As she examined my book and stamped it, she asked the usual questions... where was I from, was I living in Japan, did I drive up to the temple? When I told her I walked, she was impressed; when I told her I took the hiking path, she was dumb-founded. I sort of get the impression that, even in the busy season, few people take that path. I mentioned that I sorta hoped to take a bus back, rather than walk again... and, once again, lucky I said something. She looked at a schedule, then the time; it was now four-fifteen, and I had ten minutes until the last bus would leave! I gave her my thanks and beat feet, asking my way to the right place, and managed to get a cushy ride back to the station. All told, Tsubosaka temple's shorter walk had taken me about an hour longer to do than the walk to Oka temple!

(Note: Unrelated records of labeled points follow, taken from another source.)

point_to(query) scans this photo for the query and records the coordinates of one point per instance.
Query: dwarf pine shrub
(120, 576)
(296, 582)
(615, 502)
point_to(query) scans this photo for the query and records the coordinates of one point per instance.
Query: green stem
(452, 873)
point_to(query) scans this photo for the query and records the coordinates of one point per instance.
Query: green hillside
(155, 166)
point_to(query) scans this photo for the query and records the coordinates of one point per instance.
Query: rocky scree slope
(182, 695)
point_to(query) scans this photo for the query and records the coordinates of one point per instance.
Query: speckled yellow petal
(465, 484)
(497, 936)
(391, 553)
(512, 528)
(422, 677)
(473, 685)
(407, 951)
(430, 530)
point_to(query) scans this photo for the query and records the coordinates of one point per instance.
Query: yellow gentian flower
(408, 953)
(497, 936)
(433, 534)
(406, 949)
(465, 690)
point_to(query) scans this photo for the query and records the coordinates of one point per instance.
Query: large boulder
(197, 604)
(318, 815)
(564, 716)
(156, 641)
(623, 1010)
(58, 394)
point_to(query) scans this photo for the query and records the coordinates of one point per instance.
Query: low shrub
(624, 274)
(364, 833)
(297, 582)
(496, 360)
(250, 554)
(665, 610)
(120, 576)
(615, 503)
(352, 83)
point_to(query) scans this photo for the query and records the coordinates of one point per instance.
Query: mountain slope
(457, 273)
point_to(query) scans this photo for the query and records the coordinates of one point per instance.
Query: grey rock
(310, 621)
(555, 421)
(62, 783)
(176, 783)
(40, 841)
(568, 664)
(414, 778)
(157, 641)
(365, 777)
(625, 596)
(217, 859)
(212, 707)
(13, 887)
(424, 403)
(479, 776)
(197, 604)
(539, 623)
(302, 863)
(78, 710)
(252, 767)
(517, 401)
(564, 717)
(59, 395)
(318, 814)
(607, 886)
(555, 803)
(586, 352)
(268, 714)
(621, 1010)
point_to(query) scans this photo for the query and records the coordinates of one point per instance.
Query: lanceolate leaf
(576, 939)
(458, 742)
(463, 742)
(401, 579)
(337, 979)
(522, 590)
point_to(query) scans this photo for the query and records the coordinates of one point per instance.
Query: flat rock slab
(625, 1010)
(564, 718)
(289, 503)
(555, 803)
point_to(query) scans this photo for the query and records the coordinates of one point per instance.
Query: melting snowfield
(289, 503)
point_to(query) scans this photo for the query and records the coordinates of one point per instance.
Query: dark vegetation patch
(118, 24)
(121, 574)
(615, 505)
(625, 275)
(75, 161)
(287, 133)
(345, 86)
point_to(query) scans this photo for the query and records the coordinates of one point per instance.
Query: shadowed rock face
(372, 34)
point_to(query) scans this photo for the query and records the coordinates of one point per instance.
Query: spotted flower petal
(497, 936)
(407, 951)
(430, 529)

But I had done it! With fifteen temples of the thirty-three under my belt, I got the ticket to the next station with a JR rail line; I was down to about forty bucks cash after the last two days worth of meals, ryokans, trains, and temple fees, so I had to go get more cash; and although Osaka was closer and, in theory, has a bank I can get money at, it was getting late; and in Kyoto I know -where- the bank is, and I know where there's a good hotel that will take my visa card tonight. So I took a long ride back to Kyoto, and headed back here to the Toyoko Inn -- the same hotel I stayed at at the start of this trip -- and got a room for two nights.
Two nights? Here's why. As long as I'm back in this area, there are a few temples that are difficult to get to, and which will require extra time and/or effort. If I can leave the larger of my two bags somewhere safe -and- not have to worry about where I'm going to sleep that night, I can concentrate on some of these temples. Tomorrow, I want to get up early and head off to Hogon temple... this is the temple that's on an island in Lake Biwako. This one is difficult mainly because I have to run on the boat's schedule once I get there; I don't know at what time I can catch one, or how long I'll be out on the Lake. But if I get back from that before two o'clock, then I'll try for a second temple, Matsunoo... this one is past the northern mountans of Lake Biwako, near the actual sea; difficult to reach mainly because of unforgiving train schedules. We'll see if I get two or not... night!